I'm supposed to find both of these for the summation of x^(2k+1)/3^(k-1).

I used the ratio test, and got x^(2k+2)3^k * 3^(k-1)/x^(2k+1) which simplified to be x3^(k-1)/3^k.
The 3^k-1/3^k simplifies to be 1/3, so you get x/3, which you set <1, which gives you an interval of convergence of -3<x<3.
Now, I'm stuck from there.
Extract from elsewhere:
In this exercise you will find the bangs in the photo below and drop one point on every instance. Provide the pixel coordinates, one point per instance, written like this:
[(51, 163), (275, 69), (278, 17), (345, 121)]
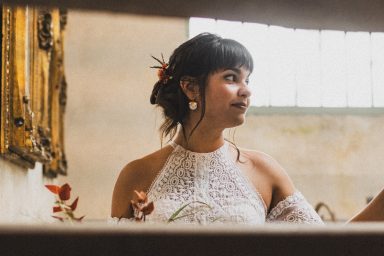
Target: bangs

The answer to the problem is R = sqrt(3) and the interval is (-sqrt(3), sqrt(3)).

 

[soroban]

Hello, Ohoneo!

Your algebra is off . . .

I'm supposed to find both of these for the summation of: .$\displaystyle \dfrac{x^{2k+1}}{3^{k-1}}$

The ratio is: .$\displaystyle R \:=\:\dfrac{x^{2k+3}}{3^k}\cdot\dfrac{3^{k-1}}{x^{2k+1}} \;=\;\dfrac{x^2}{3}$

We want: .$\displaystyle \displaystyle \left|\frac{x^2}{3}\right| \:<\:1 \quad\Rightarrow\quad |x^2| \:<\:3 \quad\Rightarrow\quad |x| \:<\:\sqrt{3}$


The interval of convergence is: .$\displaystyle (\text{-}\sqrt{3},\:\sqrt{3})$

The radius of convergence is: .$\displaystyle r \:=\:\sqrt{3}$

 

[Ohoneo]

This all made it a lot clearer, thank you! I just have one question, in the first step (when applying the ratio step) why does it becomes x^2k+3 on top? I know you add one to k, so I was under the impression it would be x^2k+2. Thanks for your help!